It has been reported that chronic misalignment between circadian and environmental/social rhythms carries a significant risk of various disorders, including sleep disorders, metabolic syndrome, cardiovascular diseases and cancer.9, 10, 11, 12, 13, 14, 15 In humans, the main contributors to circadian misalignment are irregular sleep–wake cycles and circadian maladjustments induced by chronic exposure to artificial light environments (poor sunlight and excessive night light).16, 17, 18 The best example is rotating shift work.19, 20, 21 Therefore, the objective estimation of human circadian phases may be useful in the prevention of circadian rhythm-related diseases.

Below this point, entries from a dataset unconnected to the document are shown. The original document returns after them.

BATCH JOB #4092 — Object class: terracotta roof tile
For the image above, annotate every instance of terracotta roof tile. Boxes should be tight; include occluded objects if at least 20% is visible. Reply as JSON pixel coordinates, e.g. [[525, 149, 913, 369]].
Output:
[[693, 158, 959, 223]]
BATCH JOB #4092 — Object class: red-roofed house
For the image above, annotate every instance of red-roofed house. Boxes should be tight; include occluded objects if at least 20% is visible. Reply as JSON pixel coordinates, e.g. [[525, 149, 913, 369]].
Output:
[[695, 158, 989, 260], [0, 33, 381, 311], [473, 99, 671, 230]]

Chronomedical treatment in clinical settings also requires convenient methods for monitoring human circadian phases (Figure 1); to ensure effective chronomedicine, medication should be taken during periods when the biological activity of the pharmacological targets is high and/or when the activity of the nonspecific targets responsible for side effects is low.22, 23 Because modern life environments and lifestyle habits have enhanced the differences in the circadian phases among individuals, estimation of individuals’ internal phases is required to optimize the timing of medication administration.

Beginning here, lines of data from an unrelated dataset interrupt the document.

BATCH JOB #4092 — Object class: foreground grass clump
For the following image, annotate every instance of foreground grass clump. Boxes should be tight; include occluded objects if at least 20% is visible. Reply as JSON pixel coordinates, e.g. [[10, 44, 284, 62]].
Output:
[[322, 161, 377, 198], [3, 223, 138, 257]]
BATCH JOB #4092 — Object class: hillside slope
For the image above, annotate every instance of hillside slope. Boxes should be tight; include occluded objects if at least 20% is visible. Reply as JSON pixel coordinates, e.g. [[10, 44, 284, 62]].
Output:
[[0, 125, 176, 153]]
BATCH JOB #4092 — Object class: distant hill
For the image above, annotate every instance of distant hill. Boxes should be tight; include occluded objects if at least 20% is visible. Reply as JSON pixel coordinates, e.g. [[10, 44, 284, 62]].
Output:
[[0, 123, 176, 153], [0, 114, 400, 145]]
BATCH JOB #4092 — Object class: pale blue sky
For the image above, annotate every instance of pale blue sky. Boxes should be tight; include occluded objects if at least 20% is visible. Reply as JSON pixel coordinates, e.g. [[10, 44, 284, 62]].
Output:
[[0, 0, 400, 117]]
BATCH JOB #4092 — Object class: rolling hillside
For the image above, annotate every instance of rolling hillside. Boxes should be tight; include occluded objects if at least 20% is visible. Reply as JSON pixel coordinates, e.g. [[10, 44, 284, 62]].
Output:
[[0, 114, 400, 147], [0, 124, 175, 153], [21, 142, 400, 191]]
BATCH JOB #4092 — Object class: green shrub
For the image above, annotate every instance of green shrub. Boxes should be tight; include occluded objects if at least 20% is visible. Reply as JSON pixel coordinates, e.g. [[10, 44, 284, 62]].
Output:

Benefits and limitations of melatonin-based circadian-phase estimation
Melatonin is believed to be a far more reliable circadian marker than other traditional markers deduced from sleep diaries, actograms and core temperatures.24, 25, 26, 27 Dim light melatonin onset (DLMO) has widely been used to evaluate the human circadian phase, and substantial data have been accumulated by a large number of studies using DLMO.24, 25, 28, 29 However, this method has several limitations, as described below (Figure 2). First, endogenous melatonin, a small indoleamine, is a pineal hormone whose role in the autonomous circadian oscillator remains unclear;30, 31 therefore, endogenous melatonin may not be a direct indicator of the phase of the molecular oscillator. Second, research subjects must spend at least several hours under dim light conditions because melatonin concentration dramatically decreases in response to light input via the eyes,32 and the collection duration of saliva or blood must be extended to more than 5 h when a rough prediction of DLMO is difficult because of subjects’ irregular sleep–wake cycles. This light-controlled environment requirement for DLMO makes it difficult to perform experimental studies under out-of-laboratory conditions. Third, although DLMO is generally estimated on the basis of a common threshold value of melatonin concentration, melatonin levels not only differ substantially among individuals but also are strongly affected by aging and neurodegenerative disorders.33, 34 DLMO-based phase estimation therefore has several limitations with respect to interindividual comparisons of circadian-phase differences; however, this method remains a powerful tool for examining intraindividual circadian-phase shifts.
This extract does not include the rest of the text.